Alas, finals week is creeping into view and my various once-neglected assignments along with it. This semester has carried with it much more than I had once anticipated but I am happy to have been put through it. Still, studying for finals is studying for finals regardless of whether it’s as an undergraduate or as a seminarian—the expectations are still the same, if not greater. Yet if I can find any reprieve from the impending weeks, if only for a moment, it’s in thinking about winter break and the joys of reading without obligation. So I’ve compiled a list of books that I plan to read, to enjoy, this upcoming break as a means of encouragement. Hopefully this list, though not exhaustive, will help you consider how you will be spending your time this winter season as well.
“Zack Eswine starts this unique pastoral resource with a captivating question: Could I now reach who I once was? Challenging the idea that today’s preachers must do away with biblical or expository preaching if they are to reach non-Christian people, Eswine offers a way of preaching that embraces biblical exposition in missional terms. Recognizing all of the different cultural situations in which the gospel must be preached, he gives preachers practical advice on preaching in a global context while remaining faithful to the Bible. Pastors, seminarians, and church and ministry leaders who speak in various contexts will welcome this fresh, thoughtful examination of bringing the Word to today’s multi-everything, post-everything world.”

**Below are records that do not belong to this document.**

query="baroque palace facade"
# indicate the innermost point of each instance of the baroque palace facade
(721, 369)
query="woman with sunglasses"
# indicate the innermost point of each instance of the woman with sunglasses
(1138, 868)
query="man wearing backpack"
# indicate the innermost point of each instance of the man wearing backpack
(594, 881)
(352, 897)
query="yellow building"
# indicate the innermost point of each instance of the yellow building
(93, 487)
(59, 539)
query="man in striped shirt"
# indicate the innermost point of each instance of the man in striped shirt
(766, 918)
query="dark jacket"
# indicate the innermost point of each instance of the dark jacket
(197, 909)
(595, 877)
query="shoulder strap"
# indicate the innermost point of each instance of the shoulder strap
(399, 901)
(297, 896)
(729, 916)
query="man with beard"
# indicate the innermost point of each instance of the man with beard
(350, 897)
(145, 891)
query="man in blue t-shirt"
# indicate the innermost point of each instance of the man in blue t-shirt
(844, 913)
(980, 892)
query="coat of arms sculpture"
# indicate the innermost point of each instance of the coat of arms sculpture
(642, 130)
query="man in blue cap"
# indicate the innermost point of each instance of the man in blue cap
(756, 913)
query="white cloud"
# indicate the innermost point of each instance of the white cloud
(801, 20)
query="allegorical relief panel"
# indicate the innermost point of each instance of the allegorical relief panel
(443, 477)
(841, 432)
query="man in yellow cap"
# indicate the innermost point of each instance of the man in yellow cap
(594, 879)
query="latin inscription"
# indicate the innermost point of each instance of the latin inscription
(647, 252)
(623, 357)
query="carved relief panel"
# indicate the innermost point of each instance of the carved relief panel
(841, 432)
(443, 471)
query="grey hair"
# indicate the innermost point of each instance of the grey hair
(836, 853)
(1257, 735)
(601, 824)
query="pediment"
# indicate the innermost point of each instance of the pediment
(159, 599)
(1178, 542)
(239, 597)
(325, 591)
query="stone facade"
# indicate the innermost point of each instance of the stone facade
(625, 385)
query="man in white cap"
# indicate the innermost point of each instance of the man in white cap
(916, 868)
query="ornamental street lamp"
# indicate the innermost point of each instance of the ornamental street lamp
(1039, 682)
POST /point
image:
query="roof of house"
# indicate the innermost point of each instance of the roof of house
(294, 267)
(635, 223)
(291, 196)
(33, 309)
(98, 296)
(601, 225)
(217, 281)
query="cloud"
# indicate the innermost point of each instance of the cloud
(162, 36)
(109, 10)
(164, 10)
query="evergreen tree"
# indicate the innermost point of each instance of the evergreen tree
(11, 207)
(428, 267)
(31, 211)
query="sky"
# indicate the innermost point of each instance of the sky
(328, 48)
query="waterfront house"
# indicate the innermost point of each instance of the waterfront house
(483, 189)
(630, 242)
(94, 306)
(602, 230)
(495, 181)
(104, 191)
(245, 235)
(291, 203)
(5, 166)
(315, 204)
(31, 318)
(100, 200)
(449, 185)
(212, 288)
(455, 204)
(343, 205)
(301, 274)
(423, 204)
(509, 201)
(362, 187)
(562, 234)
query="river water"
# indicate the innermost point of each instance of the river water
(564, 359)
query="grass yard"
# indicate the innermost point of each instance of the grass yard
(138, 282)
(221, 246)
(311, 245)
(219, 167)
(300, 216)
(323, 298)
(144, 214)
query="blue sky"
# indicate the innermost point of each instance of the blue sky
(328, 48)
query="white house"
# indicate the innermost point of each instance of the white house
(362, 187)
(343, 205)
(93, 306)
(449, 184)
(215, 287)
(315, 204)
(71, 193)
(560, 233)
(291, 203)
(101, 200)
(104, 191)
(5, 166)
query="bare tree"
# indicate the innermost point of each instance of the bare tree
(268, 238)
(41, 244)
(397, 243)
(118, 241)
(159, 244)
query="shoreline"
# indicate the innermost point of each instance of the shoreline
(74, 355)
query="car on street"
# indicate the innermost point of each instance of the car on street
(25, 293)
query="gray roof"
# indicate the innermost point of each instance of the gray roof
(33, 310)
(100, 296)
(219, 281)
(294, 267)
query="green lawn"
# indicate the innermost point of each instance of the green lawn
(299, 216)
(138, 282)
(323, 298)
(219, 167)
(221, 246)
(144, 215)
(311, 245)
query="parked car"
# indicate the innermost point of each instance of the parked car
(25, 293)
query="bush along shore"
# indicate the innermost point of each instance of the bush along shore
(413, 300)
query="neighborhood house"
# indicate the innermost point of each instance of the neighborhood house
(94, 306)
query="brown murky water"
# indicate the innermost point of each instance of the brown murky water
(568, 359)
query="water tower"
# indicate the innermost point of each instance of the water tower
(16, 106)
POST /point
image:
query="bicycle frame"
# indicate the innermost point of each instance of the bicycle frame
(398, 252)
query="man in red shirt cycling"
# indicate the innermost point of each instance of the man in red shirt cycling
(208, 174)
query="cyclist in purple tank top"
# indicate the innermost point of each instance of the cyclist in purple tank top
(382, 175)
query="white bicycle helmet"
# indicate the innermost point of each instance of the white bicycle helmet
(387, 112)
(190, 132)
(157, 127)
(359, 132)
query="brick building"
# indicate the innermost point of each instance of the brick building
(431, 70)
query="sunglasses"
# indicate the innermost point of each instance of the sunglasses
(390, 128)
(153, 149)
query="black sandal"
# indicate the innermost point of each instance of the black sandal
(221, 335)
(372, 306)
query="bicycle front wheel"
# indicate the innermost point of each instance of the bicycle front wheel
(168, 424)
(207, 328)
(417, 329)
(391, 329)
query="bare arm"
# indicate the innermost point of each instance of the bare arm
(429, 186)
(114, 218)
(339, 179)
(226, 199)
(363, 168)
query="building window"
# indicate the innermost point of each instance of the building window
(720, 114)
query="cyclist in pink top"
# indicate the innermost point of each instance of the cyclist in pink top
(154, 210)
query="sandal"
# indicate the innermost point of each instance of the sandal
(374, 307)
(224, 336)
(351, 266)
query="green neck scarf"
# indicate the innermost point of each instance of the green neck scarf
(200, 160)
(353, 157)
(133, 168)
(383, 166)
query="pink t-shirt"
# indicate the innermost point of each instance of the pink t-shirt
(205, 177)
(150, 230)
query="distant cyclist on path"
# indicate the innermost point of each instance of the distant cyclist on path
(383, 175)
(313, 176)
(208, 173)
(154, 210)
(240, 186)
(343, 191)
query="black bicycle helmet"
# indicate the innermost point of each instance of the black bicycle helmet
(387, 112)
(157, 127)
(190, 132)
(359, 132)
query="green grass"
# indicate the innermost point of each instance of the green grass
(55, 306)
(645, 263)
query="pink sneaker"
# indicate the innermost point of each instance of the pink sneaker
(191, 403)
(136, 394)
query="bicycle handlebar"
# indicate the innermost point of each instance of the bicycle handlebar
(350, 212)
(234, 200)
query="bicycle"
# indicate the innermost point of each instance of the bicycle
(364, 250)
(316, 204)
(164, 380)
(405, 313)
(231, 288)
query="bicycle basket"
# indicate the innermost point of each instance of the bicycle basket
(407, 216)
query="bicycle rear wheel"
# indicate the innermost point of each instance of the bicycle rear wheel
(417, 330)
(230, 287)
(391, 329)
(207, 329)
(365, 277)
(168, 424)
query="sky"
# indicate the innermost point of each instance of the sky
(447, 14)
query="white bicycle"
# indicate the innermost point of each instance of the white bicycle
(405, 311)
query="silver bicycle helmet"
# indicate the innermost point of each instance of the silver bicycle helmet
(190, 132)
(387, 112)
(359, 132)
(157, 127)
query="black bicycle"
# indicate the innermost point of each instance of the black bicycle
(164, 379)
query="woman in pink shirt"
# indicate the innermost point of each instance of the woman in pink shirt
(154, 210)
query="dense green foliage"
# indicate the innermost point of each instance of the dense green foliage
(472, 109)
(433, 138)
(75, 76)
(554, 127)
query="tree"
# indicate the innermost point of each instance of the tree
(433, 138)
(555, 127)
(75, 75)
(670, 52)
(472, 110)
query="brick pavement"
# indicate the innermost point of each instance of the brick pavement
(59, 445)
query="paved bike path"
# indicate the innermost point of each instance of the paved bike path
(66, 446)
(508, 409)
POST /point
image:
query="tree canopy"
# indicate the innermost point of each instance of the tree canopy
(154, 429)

“At its core this book is about everything seminary and academics never taught us about preaching. Professors don’t produce preachers. Preachers are hewn out of the rough granite of experience and time. I had the privilege of sitting down with some of the most notable preachers of our day and pilfering their hard-earned wisdom and insights. Well-Driven Nails is an accounting of what I learned from these true “professors” of the craft. But, it is also more than a book on preaching. It’s about a journey every preacher must take if he is to be a fearless proclaimer of Christ in a room full of critics. It is about finding one’s own voice. In this sense it also applies to everyone who struggles to overcome the fear of man in their devotion to Christ.”
Considered the 20th century’s foremost historian of Christian thought, Pelikan charts the development of doctrine within Catholic, Protestant, and Eastern Christianity from the second century to modern day. Hailed by Alister McGrath as “the best one-stop introduction,” this magesterial series is an indispensable resource for serious students of theology. 1840 pages total in the five volume set from the University of Chicago.
Other books (not recommended):
The Next Christian: The Good News About the End of Christian America by Gabe Lyons
This book, handed to me by the publisher, is not recommended. It’s just a book I have to read and review, so I will be reading this book during winter break. However, from what I’ve read so far, it’s not quite as biblically and doctrinally sound as I would like; in other words, Lyons has the correct description of current nominal Christianity, but an incorrect prescription about possible solutions thus far. I’m not done with the book yet, but I will let you know how it goes.
For all those who are looking for a light read this winter break, I will be finishing this fictional novel by Colum McCann. I started this book a long time ago but was unable to finish it. Hopefully I’ll be able to polish off this book during winter break, just as a light read to balance out my literary diet. Also, if you’re looking for a fiction book to kick back and read, consider Rich Boy by Sharon Pomerantz or Rain of Gold (one of my all-time favorites) by Victor Villasenor. Happy reading!